Reduce, Reuse, Recycle: Why Open Source is a Win for Sustainability

Community Article Published May 7, 2025

Upvote

Recent years have seen a rise in popularity of open-source AI models across the ecosystem in a variety of tasks, from text generation to audio transcription and reasoning being driven by open models like LLaMa, DeepSeek, Phi and Qwen. As millions of models get shared and used by the community, this also improves the accessibility, democratization and innovation of the field as a whole. But how can we make sure this open-source revolution is sustainable?

One way to achieve this is to go back to the 3Rs (Reduce, Reuse, Recycle), fundamental principles in environmental conservation that can also be applied to AI.

Reduce: SmolLMs, Distillation and Quantization

TL;DR —-- training and sharing smaller models with the community that have similarly (or better!) performance than bigger ones can help incentivize the usage of more compute-optimal models, and push the envelope in terms of overall efficiency.

The first and foremost R – the one that is prioritized by environmental advocates – is to reduce the amount of resources or objects that we consume in our daily lives. Whether it be buying fewer clothes or downsizing our homes, the emphasis is put on making our lives fit within the planetary boundaries in which we operate.

Smol models (and datasets!)

Deploying models can quickly add up in terms of cost, with tasks like image generation using orders of magnitude more energy than tasks involving text and “general purpose” models requiring 20-30 times more energy compared to task-specific ones (source).

The recent family of ‘smolLM’ models with 135M, 360M, and 1.7B parameters, trained by Hugging Face, has proved that smaller LLMs can achieve impressive results when designed and trained thoughtfully. These models were specifically designed to be small and run locally on accessible hardware including smartphones.

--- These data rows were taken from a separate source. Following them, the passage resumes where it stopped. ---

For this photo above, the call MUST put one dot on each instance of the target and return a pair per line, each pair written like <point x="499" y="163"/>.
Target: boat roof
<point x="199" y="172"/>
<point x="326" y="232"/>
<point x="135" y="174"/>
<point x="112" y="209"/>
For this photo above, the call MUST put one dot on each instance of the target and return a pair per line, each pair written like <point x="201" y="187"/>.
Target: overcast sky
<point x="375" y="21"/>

Through explicit curation of a custom, high-quality training corpus and a bespoke training approach, SmolLMs are able to compete with state-of-the-art LLMs multiple times their size. The original SmolLM series was followed up with a second family of models (SmolLM 2) as well as SmolVLM2, the smallest video language model, showing that small can be mighty even in multi-modal settings.

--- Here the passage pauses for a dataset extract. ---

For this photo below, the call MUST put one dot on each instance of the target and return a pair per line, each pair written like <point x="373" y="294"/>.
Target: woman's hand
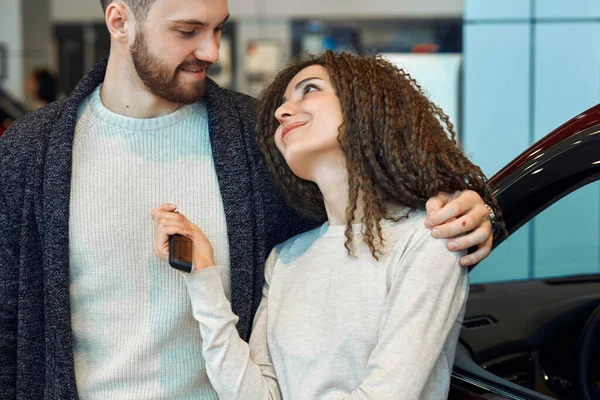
<point x="463" y="218"/>
<point x="168" y="222"/>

Distillation and quantization

Above and beyond models that are explicitly trained to be smaller and less compute-intensive, it is also possible to take existing trained models and make them less compute-intensive. One of these techniques, called knowledge distillation, involves transferring knowledge from a large model to a smaller one. While this doesn’t reduce the amount of compute needed to initially train the model, it does significantly reduce the amount of compute needed to deploy it. For instance, while the highly popular DeepSeek R1 model has 671B parameters (and needs multiple high-performance GPUs to be deployed!), the DeepSeek team also open-sourced distilled versions of the models that range from 1.5B to 70B with similarly high performance.

Another popular technique for reducing the amount of memory and compute needed for model deployment is quantization, which involves using a lower precision, e.g., 8-bits instead of 32, for representing the model. This means that operations like matrix multiplication can be performed much faster (since there are fewer operations to do). Data formats like GGUF, AWQ and AutoGPTQ, are specifically optimized for quick loading and saving of models, which makes it possible to take existing models developed in PyTorch and convert them, giving a huge boost to their efficiency.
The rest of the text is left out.